[Math] Finding tangents to a circle with a straightedge

euclidean-geometrygeometric-constructiongeometryplane-geometry

There is a geometric construction that I heard years ago and I still haven't figured out why it works despite several attempts.
Playing with pen, paper and GeoGebra makes me confident that it does indeed work.
Could someone explain it to me?

Task:
Given a circle and a point outside it, construct the two tangents to the circle through the point, using only a straightedge.

Solution:
Draw any three different lines through the given point $P$ that intersect the circle twice.
Let $A_1,A_2,B_1,B_2,C_1,C_2$ be the six intersection points, with the same letter corresponding to the same line and the index 1 corresponding to the point closer to $P$.
Let $D$ be the point where the lines $A_1B_2$ and $A_2B_1$ intersect, and similarly $E$ for the lines $B_1C_2$ and $B_2C_1$.
Draw a line through $D$ and $E$.
This line meets the circle at two points, $F$ and $G$.
The tangents are $PF$ and $PG$.

Best Answer

It is a consequence of Pascal's theorem in Projective geometry valid for any conic, the circle is a special case. When separation tends to zero, the secant points $(OA_1, OA_2)$ where $(A_1, A_2) $ are extremities of chord on circle which multiply to tangent point $F$ as

$ OA_1 OA_2= OB_1 OB_2=...= OD_1 OD_2= PF^2$ as constant product, a property of the circle.
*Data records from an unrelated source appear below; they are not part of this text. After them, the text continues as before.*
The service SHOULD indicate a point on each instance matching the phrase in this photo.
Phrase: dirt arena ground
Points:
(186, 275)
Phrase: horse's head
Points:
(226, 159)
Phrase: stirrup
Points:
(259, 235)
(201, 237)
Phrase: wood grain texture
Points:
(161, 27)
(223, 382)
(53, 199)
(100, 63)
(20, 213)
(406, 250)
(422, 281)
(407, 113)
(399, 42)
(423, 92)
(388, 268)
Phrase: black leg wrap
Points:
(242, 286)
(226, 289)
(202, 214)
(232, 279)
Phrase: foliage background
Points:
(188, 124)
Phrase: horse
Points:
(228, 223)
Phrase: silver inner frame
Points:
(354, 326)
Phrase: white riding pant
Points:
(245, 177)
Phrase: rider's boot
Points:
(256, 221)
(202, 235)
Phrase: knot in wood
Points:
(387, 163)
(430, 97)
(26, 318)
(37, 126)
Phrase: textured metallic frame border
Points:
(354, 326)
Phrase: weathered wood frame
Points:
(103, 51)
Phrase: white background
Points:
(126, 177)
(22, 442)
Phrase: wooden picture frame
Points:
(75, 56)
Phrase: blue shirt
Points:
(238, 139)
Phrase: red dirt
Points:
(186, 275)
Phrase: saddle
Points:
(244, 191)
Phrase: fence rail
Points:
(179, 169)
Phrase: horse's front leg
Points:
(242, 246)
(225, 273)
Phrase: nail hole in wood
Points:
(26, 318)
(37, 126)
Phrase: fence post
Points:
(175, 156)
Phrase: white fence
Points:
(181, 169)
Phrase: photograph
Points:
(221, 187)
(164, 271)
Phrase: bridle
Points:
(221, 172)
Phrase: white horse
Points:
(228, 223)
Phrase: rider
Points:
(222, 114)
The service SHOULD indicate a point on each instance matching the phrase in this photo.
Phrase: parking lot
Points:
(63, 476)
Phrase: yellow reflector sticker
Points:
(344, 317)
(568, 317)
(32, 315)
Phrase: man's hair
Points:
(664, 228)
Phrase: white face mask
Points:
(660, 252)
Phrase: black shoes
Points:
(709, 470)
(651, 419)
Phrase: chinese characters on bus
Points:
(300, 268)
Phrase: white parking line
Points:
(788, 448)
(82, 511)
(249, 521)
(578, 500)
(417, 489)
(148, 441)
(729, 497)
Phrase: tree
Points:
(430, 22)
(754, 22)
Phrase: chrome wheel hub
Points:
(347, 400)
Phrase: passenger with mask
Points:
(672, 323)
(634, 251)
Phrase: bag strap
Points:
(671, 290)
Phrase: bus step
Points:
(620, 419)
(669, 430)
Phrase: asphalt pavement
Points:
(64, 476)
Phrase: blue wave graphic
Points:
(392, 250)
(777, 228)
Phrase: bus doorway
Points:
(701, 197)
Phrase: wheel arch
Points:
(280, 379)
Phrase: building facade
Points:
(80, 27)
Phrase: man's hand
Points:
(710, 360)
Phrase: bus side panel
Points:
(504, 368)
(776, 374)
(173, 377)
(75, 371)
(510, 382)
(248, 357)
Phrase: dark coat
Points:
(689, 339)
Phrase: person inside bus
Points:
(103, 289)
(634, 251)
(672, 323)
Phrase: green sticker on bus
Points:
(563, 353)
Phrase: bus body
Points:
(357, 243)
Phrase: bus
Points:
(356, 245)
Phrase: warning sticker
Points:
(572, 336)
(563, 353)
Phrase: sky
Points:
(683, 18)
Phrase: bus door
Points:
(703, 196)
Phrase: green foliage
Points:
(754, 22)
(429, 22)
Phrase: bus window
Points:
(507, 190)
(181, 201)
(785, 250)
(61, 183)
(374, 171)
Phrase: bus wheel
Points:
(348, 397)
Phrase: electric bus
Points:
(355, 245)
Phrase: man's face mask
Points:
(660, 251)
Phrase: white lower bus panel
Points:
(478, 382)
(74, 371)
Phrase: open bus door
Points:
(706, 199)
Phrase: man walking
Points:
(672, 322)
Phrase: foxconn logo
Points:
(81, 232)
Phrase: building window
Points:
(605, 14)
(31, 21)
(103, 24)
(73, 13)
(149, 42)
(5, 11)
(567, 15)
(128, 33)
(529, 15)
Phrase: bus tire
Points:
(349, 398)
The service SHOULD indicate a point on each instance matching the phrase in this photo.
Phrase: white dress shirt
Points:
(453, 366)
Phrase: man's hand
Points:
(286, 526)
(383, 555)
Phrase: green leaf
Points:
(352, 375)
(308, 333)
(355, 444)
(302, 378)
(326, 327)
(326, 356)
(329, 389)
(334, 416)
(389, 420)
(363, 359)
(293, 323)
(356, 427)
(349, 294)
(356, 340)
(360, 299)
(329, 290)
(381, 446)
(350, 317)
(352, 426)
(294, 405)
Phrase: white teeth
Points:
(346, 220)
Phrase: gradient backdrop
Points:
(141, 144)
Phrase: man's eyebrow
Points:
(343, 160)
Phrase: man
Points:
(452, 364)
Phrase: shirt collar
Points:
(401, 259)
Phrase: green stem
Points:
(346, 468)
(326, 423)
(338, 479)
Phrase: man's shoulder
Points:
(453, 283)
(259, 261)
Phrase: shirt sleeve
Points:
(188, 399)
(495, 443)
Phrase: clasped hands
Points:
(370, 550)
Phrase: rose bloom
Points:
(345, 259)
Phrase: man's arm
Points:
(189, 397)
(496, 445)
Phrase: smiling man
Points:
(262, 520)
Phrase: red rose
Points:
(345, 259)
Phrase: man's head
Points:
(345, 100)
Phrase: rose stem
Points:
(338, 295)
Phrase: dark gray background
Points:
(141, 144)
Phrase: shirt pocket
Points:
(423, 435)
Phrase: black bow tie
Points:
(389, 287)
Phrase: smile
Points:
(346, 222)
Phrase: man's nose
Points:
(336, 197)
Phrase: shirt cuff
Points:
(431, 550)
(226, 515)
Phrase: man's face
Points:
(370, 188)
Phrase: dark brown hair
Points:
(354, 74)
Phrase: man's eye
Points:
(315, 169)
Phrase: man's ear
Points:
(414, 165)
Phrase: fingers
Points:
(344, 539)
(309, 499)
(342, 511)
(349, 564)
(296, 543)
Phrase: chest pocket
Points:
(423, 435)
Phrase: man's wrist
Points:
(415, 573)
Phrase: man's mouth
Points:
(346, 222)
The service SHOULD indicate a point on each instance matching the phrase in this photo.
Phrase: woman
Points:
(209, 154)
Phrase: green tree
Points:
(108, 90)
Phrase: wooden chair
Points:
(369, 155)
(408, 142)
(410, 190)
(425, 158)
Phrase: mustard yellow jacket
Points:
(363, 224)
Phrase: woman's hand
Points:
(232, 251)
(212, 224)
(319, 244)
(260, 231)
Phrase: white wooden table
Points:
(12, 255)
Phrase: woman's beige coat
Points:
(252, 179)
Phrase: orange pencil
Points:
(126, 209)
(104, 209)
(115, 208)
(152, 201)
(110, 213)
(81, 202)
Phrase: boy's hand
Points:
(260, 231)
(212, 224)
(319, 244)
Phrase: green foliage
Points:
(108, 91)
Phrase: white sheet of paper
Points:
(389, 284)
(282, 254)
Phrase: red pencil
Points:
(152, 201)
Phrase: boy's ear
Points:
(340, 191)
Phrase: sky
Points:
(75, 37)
The locus,chord $ FG $, is a straight line. As a property of circle it is the harmonic mean of segments $ (OA_1, OA_2) $ as,for all chords e.g.,

$$ 2/PF = 1/OA_1 + 1/OA_2. $$

Conclusion:

Pascal line is the chord of harmonic means of a pencil/circle intersection

Pascal Line Circle

Pascal Line valid on ellipse also, but I do not know if that is the harmonic locus. (posted Sept 2, 2016).